Furthermore, digital change needs to be regarded as a positive movement within the organization. Acknowledging a learning curve is to be expected; regarding a potentially valuable tool with suspicion will restrict progression. Attracting technology-minded employees is critical for an organization's growth and overall ability to be digitally adaptive.
A lack of digital competence within an organization comes with a wide array of cyber risks. As illustrated in the previous example, failing to learn a new software tool can cost an organization time and money. Overdependence on the IT department may prevent the achievement of overarching security goals. Misuse of social media platforms can cause severe reputational damage. The convenience offered by increased utilization of the IoT and "smart" devices may be greatly reduced, putting an organization at a competitive disadvantage. Within older organizations, being digitally adaptive may require even more persistence from upper management in ensuring the value of employee training and recruiting processes.
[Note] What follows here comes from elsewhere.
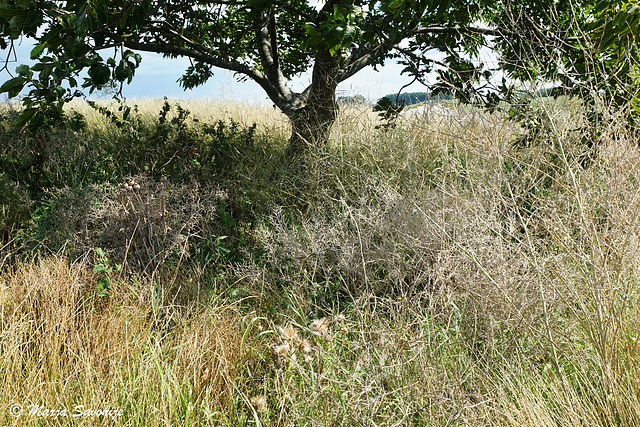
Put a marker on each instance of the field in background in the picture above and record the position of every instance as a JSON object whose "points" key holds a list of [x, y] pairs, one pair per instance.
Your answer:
{"points": [[454, 269]]}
Digital Competency Helps Secure Digital Security
From a security perspective, digital competency is the bare minimum when it comes to understanding and enacting best cyber-security practices at an employee level. Recognizing threats and proper reporting requires a personal working knowledge of technology. For example, a technologically adaptive employee is going to have a much greater chance of recognizing a phishing email and, therefore, avoid becoming a victim. Across an organization, IT departments that are not overburdened with small tasks are better able to implement cyber-security policies and respond to potential threats.
Ensuring Compliance Must Come from the Top
I often refer to the need for organizational "cultures of security" in which security is regarded as a daily top priority and not a box to be checked at the end of a mandatory training session. Developing this type of culture requires top-down management buy-in, especially when it comes to new policies. The IT department should never be considered solely responsible for security; rather, upper management should stress that cultures of security require everyone's engagement.
All Need to Be Vigilant
It should also be acknowledged that those who have grown up with technology are not necessarily going to be the most digitally competent individuals in the office. In addition to understanding the basics of technology, I also consider high degrees of discretion and awareness to be elements of digital competency. For example, recognizing the impact of social media use as a very important aspect of representing an organization may be something that needs to be incorporated into security training sessions.
The risks associated with digital incompetency are often disregarded due to their frequency. However, with time, wasted efforts can amount to extensive damages, especially when they affect cyber-security culture.
Opinions expressed in Expert Commentary articles are those of the author and are not necessarily held by the author's employer or IRMI. Expert Commentary articles and other IRMI Online content do not purport to provide legal, accounting, or other professional advice or opinion. If such advice is needed, consult with your attorney, accountant, or other qualified adviser.